歌手の宇多田ヒカルさんがツイッターで「歌姫ってなんなん」と素朴な疑問をつぶやいていた頃、沖縄では「辺野古米軍基地建設のための埋立ての賛否を問う県民投票」が目前に迫っていた。ここ沖縄でも、「なんなん」と思うことがけっこうある。
2月24日の県民投票の約1週間前、投票所入場券が我が家に届いた。戦争を生き延びた94歳の祖父、日本国憲法が適用されない米軍統治下で育った両親、新聞記者になり基地問題の現場を取材することになった私の分。4枚並べて思ったのは、沖縄の歩みと家族の歩みの重なりだった。
県民投票当日、祖父は「おじい一人分で何か変わるかね。長いこと政治に振り回されて…」と言い、投票に行くのを渋った。当然行くものと思っていた私は戸惑った。この数年の主要な選挙で「辺野古新基地建設反対」の民意を何度示しても、日本政府の強行は止まらない。祖父はこの問題が浮上するずっと前から、沖縄の苦渋の歴史を生きてきた一人だ。そう思うのも無理はない。
でも「おじいは、戦争はいやだから」と言って、祖父は投票所へ向かった。「何度目の意志表示だろう」―投票箱に用紙を入れる祖父を見て、胸が締め付けられた。
ところが次の瞬間、祖父は顔を上げ、監督していた職員にニコッと笑い、さっそうと投票所を後にしたのだ。「この精神はいったいなんなん!」
祖父は多くを語らない。「国は沖縄のこと、なんとも思っていないんだろう」と言ったのを聞いたことがある。それでも諦めずに票を投じた、あのどこか誇らしげでユーモラスな表情を私はずっと忘れない。
結果は反対(約43万票)が賛成(約11万票)を大きく上回った。日米安保や国防といった政府の論理ではないところ、つまり家族の歴史や、守りたい暮らしや、これからの沖縄の姿を思って反対に◯を付けた人は多かったのではないだろうか。

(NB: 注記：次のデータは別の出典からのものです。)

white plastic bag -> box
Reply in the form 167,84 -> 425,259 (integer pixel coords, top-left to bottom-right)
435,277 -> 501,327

こうした思いは、きっと沖縄以外の地にも共通してある。沖縄のこと、複雑そうで、あるいは距離があって、よく分からないという人も多いはず。でも、これはいつか日本のどこででも起きうる問題。よく分からないからこその、自由で素朴でユーモアを込めた疑問をどんどん政府に投げてもらえたら、と思っている。